Why I found Lidar-only segmentation performs better than fusion segmentation?

mit-han-lab / bevfusion

[ICRA'23] BEVFusion: Multi-Task Multi-Sensor Fusion with Unified Bird's-Eye View Representation

https://bevfusion.mit.edu

Apache License 2.0

2.26k stars 409 forks source link

Why I found Lidar-only segmentation performs better than fusion segmentation? #264

Closed Rivendell2898 closed 1 year ago

Rivendell2898 commented 1 year ago

I have tried both Lidar-only segmentation and fusion segmentation on both mini-dataset and 1/10 full training dataset for a simple explore. I found something strange. for the result map/mean/iou@max, the camera-only segmentation performed worse, Lidar-only segmentation best, even better than fusion segmentation. Here are the result for using 1/10 dataset to train camera-only segmentation: map/mean/iou@max: 0.2376 lidar-only segmentation:map/mean/iou@max: 0.3083 fusion segmentation:map/mean/iou@max: 0.3051 The result is confusing. Is it the reason that the dataset I use is too few? Thanks a lot!!!

Rivendell2898 commented 1 year ago

I found --load_from pretrained/lidar-only-det.pth in BEVFusion detection model training. Should I add the same line in BEVFusion segmentation model training, like this torchpack dist-run -np 1 python tools/train.py configs/nuscenes/seg/fusion-bev256d2-lss.yaml --model.encoders.camera.backbone.init_cfg.checkpoint pretrained/swint-nuimages-pretrained.pth --load_from pretrained/lidar-only-det.pth Thank you!

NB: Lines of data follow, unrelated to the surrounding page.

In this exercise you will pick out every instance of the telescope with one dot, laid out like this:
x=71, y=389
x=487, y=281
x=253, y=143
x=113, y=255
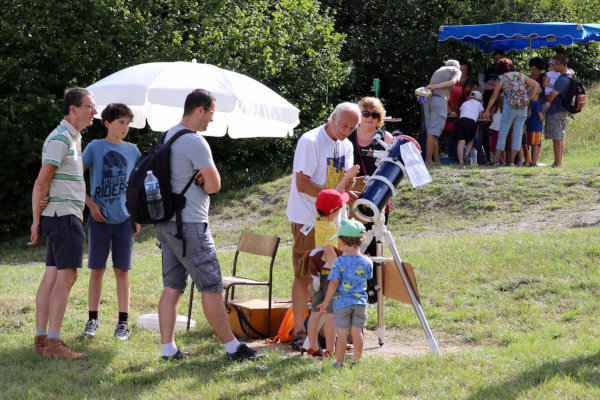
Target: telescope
x=398, y=160
x=381, y=186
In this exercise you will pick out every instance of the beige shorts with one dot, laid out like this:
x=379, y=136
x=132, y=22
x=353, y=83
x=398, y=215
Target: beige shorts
x=302, y=244
x=556, y=125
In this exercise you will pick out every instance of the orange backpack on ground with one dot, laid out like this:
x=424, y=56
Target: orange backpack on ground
x=285, y=333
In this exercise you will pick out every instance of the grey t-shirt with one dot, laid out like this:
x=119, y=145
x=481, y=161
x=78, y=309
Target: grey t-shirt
x=442, y=75
x=189, y=153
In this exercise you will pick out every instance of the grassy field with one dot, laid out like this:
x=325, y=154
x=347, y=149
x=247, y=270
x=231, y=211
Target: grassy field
x=506, y=260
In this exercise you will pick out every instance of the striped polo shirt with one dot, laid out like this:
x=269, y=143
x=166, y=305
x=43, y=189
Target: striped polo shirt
x=67, y=187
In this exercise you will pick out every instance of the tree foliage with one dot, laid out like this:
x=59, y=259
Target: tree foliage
x=49, y=46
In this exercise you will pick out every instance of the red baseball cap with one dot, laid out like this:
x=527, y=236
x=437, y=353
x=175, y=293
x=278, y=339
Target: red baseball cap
x=330, y=200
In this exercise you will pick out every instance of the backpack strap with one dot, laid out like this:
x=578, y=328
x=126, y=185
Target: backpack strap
x=178, y=221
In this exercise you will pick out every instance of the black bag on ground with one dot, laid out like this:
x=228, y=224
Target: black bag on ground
x=157, y=159
x=575, y=98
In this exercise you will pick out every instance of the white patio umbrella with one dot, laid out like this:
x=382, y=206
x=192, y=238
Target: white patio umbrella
x=156, y=93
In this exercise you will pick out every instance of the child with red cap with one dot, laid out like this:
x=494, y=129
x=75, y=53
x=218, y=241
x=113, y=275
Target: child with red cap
x=329, y=204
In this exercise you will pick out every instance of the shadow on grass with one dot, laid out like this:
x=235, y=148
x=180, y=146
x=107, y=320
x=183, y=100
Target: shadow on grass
x=103, y=373
x=582, y=369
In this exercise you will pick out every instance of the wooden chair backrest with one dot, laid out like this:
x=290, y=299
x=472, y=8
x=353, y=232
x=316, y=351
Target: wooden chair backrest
x=257, y=244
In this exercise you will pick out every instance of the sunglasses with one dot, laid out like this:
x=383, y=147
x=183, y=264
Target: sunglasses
x=368, y=114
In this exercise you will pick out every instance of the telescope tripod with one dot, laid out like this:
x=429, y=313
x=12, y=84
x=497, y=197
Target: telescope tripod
x=380, y=234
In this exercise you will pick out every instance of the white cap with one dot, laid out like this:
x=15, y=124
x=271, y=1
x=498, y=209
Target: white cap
x=475, y=94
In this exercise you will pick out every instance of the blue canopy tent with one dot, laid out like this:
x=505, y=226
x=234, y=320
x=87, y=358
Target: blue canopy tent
x=518, y=35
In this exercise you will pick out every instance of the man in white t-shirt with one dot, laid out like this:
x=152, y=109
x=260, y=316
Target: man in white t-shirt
x=321, y=158
x=466, y=126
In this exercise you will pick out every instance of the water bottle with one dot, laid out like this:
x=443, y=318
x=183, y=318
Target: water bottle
x=473, y=157
x=155, y=207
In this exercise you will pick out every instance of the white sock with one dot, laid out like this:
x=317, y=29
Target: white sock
x=231, y=347
x=169, y=349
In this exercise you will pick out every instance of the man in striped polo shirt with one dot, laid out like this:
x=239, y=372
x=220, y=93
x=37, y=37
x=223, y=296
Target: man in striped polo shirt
x=60, y=178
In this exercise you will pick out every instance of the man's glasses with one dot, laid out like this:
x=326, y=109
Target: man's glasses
x=91, y=107
x=368, y=114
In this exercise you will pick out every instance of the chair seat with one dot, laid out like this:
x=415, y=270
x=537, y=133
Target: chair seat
x=231, y=280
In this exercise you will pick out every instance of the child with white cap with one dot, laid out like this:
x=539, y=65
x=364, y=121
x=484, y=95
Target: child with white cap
x=348, y=290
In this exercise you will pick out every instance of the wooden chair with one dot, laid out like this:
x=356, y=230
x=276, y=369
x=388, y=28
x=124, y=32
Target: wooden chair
x=251, y=243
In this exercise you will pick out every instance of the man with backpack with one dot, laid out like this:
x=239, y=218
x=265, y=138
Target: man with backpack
x=556, y=114
x=191, y=155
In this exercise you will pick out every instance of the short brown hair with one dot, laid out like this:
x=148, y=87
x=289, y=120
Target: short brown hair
x=114, y=111
x=505, y=65
x=198, y=98
x=374, y=104
x=352, y=241
x=74, y=97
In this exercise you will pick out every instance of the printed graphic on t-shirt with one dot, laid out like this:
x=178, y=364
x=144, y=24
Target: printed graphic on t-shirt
x=114, y=178
x=335, y=171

kentang-mit commented 1 year ago

It's not a good idea to load pretrained detection model as an initialization for segmentation models. Please refer to our training commands in README.md to reproduce our results. By the way, I do not quite recommend using a downsampled dataset to compare results from different methods. The main reason is that our fusion model used quite heavy data augmentation. Downsampling the dataset means that you will have fewer iterations, and the model may not converge very well.

Rivendell2898 commented 1 year ago

Thanks a lot for your reply! I loaded the lidar only segmentation model trained by myself (not detection model) to further train the BEVFusion segmentation model. I found there is no need to load the lidar model in BEVFusion segmentation model training, but I need to add --load_from pretrained/lidar-only-det.pth to train BEVFusion detection model. Why there are differences between the training of BEVFusion segmentation model and BEVFusion detection model?

kentang-mit commented 1 year ago

Good point. I think the detection models on nuScenes are more prune to overfitting than the segmentation models according to our experiments. Therefore if you get started with a multi-modal model (which contains way more parameters than the LiDAR-only model), there is a big risk that you are going to overfit in the middle of the training process. You could use the multi-modal data augmentation to alleviate such overfitting (e.g. PointAugmenting, MoCa are very good papers on this direction), but at the end of day this will complicate the training schedule.

Rivendell2898 commented 1 year ago

Yes! If I load the LiDAR-only model and train the fusion model, it just need 3 or 4 epoches before its overfitting. Thanks for your kind reply.